とは言え、何でもかんでも手伝ってあげるのが良いわけではありません。
他者の支援がなくてもできる部分は、積極的に本人に任せていきましょう。
そうすることで、本人は仕事にやりがいを見出し、自分に自信が持てるようになります。
支援方法は、職場の関係者が一丸となって連携しながら行っていくのが望ましいです。
人によってサポートの仕方に差があると、本人は混乱してしまい仕事を覚えるのに時間がかかってしまうからです。
彼らが迷いなく仕事をこなすためには、仕事をルール化するのが早道。
とくに自閉症スペクトラムの人はルールに沿って仕事を黙々とこなしていくことが得意です。
苦手なことを克服させるより、本人の得意なことを伸ばしていく方が、お互いのストレスが和らぎ、職場でのミスやトラブルを減らしていくことにつながります。
まとめ
同僚として、発達障害者と共に働くためのヒントや工夫をお話してきました。
発達障害者と関わっていくためには、まずは本人が苦手なこと、困っていることを正しく知り、職場全体でフォローしていくことが大切です。

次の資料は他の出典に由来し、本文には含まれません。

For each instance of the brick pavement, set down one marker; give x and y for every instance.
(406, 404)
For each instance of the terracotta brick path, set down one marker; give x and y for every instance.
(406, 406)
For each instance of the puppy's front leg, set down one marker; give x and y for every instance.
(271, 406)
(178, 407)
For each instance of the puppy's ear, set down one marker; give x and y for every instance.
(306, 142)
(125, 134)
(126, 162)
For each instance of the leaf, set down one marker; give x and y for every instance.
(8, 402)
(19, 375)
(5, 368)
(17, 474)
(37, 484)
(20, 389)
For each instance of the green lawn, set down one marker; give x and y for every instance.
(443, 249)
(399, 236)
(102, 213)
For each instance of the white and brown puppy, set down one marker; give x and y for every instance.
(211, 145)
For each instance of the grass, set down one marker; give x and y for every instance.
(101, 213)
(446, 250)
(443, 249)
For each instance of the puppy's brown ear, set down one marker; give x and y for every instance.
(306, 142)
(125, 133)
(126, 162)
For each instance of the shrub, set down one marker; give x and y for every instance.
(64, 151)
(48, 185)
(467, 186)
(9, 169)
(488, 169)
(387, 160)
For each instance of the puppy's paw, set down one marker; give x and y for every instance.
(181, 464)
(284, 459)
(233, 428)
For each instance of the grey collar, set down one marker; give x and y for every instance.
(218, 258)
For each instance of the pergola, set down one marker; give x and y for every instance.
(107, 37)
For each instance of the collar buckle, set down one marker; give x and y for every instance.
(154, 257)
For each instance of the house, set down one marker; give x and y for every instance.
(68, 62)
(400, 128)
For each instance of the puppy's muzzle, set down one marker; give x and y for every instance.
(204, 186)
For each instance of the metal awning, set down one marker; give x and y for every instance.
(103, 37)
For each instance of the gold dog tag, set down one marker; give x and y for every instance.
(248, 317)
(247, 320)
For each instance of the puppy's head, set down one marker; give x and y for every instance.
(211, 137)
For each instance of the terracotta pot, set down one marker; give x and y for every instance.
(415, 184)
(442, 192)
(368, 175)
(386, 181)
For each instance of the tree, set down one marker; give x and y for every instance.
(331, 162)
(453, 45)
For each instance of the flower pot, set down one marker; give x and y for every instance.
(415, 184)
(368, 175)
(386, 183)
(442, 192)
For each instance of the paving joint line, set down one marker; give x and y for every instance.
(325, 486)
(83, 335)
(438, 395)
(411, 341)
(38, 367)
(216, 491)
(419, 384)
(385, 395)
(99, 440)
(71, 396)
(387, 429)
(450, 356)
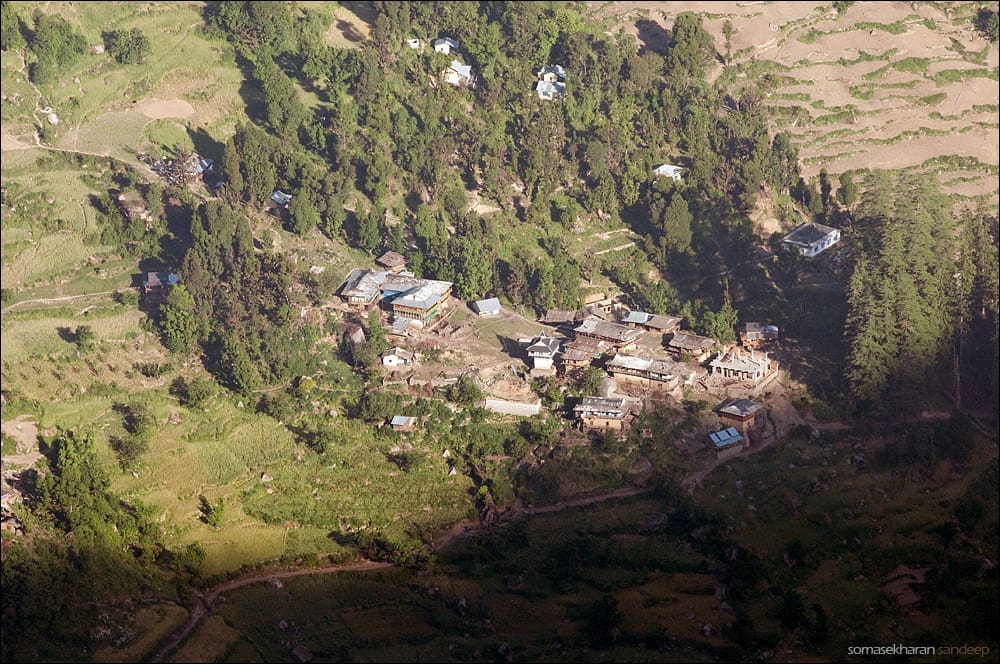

発達障害者の人は、特性に合った仕事であれば優れた能力を発揮する人も大勢います。
でもそれには職場の理解と協力が不可欠です。
発達障害者が安心して仕事に取り組めるようなサポートをすれば、職場全体の業務の効率化にもつながるでしょう。
この記事に書いてあることを、ぜひ明日からでも発達障害者との関わり合い方に生かしてほしいと思います。